“我他媽快六十了!”
李景隆捂著心口,靠在牆上,無力的說道,“第一次聽見有人竟然能把人盡可夫跟人盡皆知弄混的!”
曹炳眼珠眨眨,“這倆詞兒,本來就一個意思呀!”說著,手指頭沾了下唾沫,開始掰扯,“我是念過書的,這裡面的啥意思我懂呀!”
“人盡可夫,人盡皆知就是一個女的跟別的男的,臭不要臉的鑿上了!完了大夥都知道了!大夥知道才叫人盡皆知啊!大夥不知道,那不是偷偷摸摸嗎?”
“我”
李景隆突然覺得心口堵的不行,好像有根針在裡面扎一樣。
“嗨!”曹炳跺腳,“您看您也是,正說我兒子跟公主大喜的事兒呢,你非要說娘們跟爺們偷摸的睡覺”
“我”李景隆大怒,“我他媽就是歲數大了,倒退十年,你看我抽不抽你!”
說著,也很恨的說道,“說正事,剛才說哪了?”
“大婚時候若是錢不夠跟您借錢。”曹炳悶聲道。
李景隆,“”
他忽然很認真的看了看曹炳,這個他認識好幾十年的勳貴紈絝子弟圈內的晚輩。
這小子,誰以為他真傻,誰可能要吃大虧!
“其實你家也花不到什麼錢!”
兩人並肩朝外走,李景隆繼續說道,“皇上把南郊獵場還有周邊五千畝的地,都給了寶慶公主,也是當嫁妝!”
“這還沒算公主府,真正的田莊人口,屬官護軍等等”
“嘿!”曹炳低頭咧嘴,心中暗樂。
“其實有件事呢,我覺得該先跟你說在頭裡嘍!”
出了午門,兩人信步閒逛,走到了街上。
李景隆看看左右,揮手讓兩人身後的人都下去,低聲道,“你兒子成了寶慶公主的駙馬之後,你們家這景川侯軍功之家,以後呀你兒子那邊,兵權的事兒”
“這軍功之家誰愛要誰要去!”曹炳咧嘴,拽著自己的領子,露出裡面的鎖子甲,“打十五歲上,這玩意我他媽就沒脫下來!”

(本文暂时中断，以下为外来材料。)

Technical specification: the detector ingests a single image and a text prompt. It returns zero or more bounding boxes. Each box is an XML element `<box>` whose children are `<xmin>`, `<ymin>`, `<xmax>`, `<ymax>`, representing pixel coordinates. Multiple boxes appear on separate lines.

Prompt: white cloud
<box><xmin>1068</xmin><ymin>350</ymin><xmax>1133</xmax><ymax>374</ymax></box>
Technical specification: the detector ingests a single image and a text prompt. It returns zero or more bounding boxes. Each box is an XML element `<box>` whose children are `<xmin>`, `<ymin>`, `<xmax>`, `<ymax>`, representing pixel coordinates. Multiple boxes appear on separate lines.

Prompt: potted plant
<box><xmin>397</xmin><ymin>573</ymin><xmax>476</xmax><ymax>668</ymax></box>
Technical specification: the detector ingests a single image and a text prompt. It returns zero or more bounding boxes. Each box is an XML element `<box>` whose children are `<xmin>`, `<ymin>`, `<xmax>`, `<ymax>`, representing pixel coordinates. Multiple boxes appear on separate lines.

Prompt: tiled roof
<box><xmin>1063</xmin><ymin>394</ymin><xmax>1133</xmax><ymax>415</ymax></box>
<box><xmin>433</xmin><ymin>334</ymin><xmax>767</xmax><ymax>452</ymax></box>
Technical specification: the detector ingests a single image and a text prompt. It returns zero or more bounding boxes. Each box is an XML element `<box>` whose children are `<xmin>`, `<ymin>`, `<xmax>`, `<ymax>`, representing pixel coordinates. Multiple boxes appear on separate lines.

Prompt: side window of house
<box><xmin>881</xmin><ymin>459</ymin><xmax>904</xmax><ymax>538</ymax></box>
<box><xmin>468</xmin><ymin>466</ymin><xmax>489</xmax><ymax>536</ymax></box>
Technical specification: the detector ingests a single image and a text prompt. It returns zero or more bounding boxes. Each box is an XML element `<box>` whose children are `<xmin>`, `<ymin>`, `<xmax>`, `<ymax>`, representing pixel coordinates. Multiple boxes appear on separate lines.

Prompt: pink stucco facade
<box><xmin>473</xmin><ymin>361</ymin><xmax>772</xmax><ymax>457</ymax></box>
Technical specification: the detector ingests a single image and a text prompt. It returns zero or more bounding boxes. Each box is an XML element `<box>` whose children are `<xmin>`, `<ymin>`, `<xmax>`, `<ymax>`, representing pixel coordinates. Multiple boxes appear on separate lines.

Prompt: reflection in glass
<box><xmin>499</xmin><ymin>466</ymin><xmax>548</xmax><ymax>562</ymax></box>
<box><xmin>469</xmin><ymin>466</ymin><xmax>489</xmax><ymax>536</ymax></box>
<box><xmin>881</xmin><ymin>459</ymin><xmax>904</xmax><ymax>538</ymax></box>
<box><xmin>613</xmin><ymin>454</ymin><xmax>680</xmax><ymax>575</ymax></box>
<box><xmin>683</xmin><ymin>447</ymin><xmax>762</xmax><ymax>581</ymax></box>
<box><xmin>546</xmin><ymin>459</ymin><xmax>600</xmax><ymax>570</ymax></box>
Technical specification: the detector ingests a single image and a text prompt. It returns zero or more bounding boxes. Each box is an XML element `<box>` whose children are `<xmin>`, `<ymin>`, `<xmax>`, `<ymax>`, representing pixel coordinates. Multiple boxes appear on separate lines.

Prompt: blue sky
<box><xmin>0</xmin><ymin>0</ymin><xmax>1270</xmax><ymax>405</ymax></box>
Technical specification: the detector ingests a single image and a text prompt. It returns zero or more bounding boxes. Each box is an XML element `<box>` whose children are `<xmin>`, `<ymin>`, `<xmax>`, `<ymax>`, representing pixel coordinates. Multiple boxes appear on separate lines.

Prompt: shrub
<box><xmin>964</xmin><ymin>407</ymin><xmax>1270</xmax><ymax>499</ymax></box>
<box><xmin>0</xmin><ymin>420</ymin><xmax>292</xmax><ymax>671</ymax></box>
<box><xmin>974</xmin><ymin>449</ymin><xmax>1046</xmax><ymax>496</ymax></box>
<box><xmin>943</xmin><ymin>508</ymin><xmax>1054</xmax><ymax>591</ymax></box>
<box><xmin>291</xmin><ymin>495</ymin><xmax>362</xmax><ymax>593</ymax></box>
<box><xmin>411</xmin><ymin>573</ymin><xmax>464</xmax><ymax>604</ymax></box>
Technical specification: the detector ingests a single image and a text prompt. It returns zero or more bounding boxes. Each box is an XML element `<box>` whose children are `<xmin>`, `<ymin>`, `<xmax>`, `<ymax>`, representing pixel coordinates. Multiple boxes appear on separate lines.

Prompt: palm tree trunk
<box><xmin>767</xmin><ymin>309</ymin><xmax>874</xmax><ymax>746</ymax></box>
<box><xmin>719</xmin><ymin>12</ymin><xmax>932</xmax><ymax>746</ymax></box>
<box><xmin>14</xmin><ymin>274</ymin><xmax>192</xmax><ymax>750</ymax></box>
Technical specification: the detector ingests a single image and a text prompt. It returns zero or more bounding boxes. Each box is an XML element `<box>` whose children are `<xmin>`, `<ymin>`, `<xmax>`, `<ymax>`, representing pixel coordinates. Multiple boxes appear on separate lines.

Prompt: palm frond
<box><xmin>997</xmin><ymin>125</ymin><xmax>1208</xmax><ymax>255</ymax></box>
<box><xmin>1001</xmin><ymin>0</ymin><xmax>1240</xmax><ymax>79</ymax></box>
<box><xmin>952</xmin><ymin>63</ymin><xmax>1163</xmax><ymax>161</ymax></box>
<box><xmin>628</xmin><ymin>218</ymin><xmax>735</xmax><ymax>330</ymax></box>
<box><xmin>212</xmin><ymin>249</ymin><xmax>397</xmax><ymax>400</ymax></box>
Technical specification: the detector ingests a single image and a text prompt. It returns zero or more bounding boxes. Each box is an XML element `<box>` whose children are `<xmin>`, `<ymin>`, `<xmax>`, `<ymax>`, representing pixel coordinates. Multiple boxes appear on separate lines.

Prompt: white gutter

說著,一指頭上的天,“酷暑寒冬,這玩意都得在身上套著!還得整日拎著刀子砍人都是倆肩膀一腦袋,咱們砍別人是一刀,別人砍咱們也是一刀”
“我他媽巴不得,我的子孫不用受這個罪!”說著,曹炳目光望向遠方,“其實,越是像我們這樣的絕世名將,越是不愛打仗”
李景隆,“”
他的本意就是告訴曹炳一聲,你兒子當了駙馬之後,將來肯定不會跟你似的,去邊關當總兵官帶兵衝殺。而你曹炳,也找個機會,把城防的差事給卸了
誰成想,這臭不要臉的
“公爺!”曹炳又道,“我們家小子跟公主的婚事,您怎麼知道得一清二楚?皇上還跟您說什麼了?”
李景隆嘆口氣,“皇上說了,我”
說著,正色看著曹炳,“負責全權籌措寶慶公主的大婚各種事宜,負責給你曹家跟內廷,保媒拉縴負責下書定禮”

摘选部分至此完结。